Would it also be valid to double the space required to ensure each cell's calculation is independent? That is, calculate the value for a cell, save it to a new matrix, repeat for all cells, then work from the new matrix until it converges? This could then be repeated by reading from one matrix and saving to the other, then swapping. This way, each cell only has dependencies in another matrix and will not collide as long as all workers wait for completion of an entire matrix before continuing.

Is this a valid approach?


@mperron, I think your answer can be an approach but may receive some efficiency loss from memory access of another matrix.

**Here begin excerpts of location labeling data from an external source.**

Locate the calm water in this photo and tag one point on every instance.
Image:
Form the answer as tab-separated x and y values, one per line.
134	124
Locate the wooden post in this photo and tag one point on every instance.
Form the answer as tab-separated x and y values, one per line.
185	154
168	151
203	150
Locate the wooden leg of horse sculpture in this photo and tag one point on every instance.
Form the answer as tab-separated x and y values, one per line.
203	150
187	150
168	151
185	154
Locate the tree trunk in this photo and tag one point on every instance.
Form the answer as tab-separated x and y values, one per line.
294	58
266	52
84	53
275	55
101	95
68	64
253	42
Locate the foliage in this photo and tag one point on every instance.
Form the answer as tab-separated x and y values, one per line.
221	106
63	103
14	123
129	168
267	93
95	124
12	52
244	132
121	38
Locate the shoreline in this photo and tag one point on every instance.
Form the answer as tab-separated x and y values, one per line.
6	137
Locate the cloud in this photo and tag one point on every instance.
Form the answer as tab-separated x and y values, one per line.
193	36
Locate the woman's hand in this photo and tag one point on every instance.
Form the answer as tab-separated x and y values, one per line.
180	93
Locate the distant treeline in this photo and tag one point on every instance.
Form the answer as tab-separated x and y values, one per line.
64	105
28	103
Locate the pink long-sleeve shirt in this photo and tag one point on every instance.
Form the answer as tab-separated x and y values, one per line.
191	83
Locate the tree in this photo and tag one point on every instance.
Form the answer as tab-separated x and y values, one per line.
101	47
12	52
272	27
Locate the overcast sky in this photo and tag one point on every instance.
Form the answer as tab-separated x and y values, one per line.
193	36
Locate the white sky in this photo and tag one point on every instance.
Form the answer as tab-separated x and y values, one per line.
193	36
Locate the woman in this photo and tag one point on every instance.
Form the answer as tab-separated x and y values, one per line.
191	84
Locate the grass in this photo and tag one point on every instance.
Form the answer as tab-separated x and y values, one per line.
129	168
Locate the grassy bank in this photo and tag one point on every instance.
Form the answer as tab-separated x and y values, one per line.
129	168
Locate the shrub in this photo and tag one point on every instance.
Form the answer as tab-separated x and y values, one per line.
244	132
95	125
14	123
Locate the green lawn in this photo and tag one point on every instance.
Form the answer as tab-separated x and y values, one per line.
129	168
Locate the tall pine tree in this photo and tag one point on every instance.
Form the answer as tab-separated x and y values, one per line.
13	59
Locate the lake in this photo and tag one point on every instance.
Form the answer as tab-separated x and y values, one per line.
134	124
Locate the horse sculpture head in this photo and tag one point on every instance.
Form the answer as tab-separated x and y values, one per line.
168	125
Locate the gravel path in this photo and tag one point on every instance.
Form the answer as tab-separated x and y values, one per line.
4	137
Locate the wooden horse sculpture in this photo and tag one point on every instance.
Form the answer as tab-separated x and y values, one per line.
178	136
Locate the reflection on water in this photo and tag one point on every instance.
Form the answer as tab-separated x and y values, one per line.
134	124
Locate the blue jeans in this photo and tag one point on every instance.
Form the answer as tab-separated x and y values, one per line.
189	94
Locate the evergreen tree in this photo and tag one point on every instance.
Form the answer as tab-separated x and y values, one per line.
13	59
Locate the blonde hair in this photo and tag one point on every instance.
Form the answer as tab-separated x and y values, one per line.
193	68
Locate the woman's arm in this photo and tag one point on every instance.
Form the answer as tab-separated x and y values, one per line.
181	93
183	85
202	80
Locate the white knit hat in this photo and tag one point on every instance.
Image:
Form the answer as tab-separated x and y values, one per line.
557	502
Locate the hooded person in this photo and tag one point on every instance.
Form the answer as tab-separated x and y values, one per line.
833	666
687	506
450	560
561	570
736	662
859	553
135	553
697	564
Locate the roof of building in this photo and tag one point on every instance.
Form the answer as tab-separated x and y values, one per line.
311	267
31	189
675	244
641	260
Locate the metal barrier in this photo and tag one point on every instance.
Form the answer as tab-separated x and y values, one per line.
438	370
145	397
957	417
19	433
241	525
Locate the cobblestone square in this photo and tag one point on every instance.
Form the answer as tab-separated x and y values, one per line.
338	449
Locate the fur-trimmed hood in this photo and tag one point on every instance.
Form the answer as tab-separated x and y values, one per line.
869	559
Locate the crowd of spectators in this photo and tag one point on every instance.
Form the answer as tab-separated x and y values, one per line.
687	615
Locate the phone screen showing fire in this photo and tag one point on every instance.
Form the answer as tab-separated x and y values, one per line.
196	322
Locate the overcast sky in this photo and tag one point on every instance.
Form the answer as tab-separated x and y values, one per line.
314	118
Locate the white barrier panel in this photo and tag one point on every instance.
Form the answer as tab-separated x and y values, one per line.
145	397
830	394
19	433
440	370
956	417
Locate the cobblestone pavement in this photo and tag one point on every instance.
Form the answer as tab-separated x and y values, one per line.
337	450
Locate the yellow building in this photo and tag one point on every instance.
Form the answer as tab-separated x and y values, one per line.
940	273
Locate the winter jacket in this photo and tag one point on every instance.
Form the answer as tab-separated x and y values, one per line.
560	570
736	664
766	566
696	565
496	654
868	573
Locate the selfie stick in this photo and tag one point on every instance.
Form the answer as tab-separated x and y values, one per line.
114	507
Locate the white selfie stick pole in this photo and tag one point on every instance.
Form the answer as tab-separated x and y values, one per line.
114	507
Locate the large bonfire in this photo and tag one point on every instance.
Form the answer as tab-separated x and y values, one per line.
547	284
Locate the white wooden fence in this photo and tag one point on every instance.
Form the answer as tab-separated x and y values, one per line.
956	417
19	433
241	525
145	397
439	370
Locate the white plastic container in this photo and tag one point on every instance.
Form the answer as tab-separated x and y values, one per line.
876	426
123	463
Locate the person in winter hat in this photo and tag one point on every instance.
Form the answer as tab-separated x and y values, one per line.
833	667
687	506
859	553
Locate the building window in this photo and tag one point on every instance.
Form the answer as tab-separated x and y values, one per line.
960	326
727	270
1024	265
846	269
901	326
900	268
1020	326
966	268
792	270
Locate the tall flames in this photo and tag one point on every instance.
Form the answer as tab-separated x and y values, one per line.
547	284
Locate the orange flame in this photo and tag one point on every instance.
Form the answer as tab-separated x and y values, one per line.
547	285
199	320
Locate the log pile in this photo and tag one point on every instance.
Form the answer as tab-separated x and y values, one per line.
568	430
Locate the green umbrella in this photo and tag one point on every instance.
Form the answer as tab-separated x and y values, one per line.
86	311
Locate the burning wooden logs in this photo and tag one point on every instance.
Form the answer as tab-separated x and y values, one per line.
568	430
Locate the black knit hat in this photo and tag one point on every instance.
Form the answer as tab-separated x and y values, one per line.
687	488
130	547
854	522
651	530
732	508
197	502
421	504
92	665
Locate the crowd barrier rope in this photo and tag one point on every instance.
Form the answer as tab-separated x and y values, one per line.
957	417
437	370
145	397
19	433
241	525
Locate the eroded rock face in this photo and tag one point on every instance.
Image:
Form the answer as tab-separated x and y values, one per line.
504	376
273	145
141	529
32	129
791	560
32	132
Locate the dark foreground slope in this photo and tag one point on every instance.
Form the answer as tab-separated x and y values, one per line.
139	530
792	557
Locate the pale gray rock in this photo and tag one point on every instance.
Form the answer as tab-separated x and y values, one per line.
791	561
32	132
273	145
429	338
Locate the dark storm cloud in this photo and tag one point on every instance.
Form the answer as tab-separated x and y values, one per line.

@mperron, I think while your approach would work if our goal was just to ensure independence, it would end up producing a different answer than what would be given by the Gauss-Seidel method which is what we're simulating here. After reading a little about Gauss-Seidel on the Wikipedia page it seems like the algorithm is written with the knowledge that as you iterate through the matrix, neighboring values on the top and left will have already changed. This overwriting property is a key part of the algorithm producing its final answer and is also what allows the algorithm to be more space efficient because it can compute its answer and only have to allocate space for one matrix rather than two.


@mperron While that would be valid (since it's an approximation anyway), I don't think you'd actually gain much performance, since you lose the locality benefit of the computation that this model has (2 separate arrays could be very far apart in memory). It wouldn't change the convergence properties much (at least in most cases), and it would probably converge at about the same rate to the same approximate value.


How is this the same as the previous program? Aren't the red cells at the bottom right still dependent on the changed black cells around it, which are dependent on the red cells to the top and left of it?



The program updates all the red spots (and black spots) in parallel. This means that on an individual iteration there is no guarantee (and most likely won't be) that the red dot will have the correct answer set in the matrix. We simply continue doing this until the algorithm converges. This results in better parallelism due to the number of dots that are being computed at once versus sometimes having larger diagonals and also the lack of dependencies.

Although to me this raises the question on the number of iterations this will take for the algorithm to converge and if in the worst case this would be better than a worse case of the previous algorithm.


It is pretty tricky to compare this algorithm to the previous diagonal algorithm as they offer different results. This red-black version seems to calculate the entire board once very 2 iterations, whereas the diagonal algorithm seems to calculate the entire board after running through all the diagonals ( about length_of_board x 2 iterations). Hence this version seems to be much more efficient. Is this even a valid way of comparing the 2 algorithms?

And can there be cases where one algorithm converges while they other does not?


Perhaps one way you could see compare the two algorithms is by seeing 1. which one converges for more inputs, 2. which one converges faster, and 3. which solution leads to a better overall performance in the context of the whole application. As we saw in Lecture 8, this grid solver is used in ocean current simulation. You could compare the algorithms by seeing which version produces a more accurate simulation compared to the real outcome.


Does this type of technique scale when you have a more complex graph. This example could be make into a bipartite graph. What if the graph was at minimum 3 colors or 4 colors.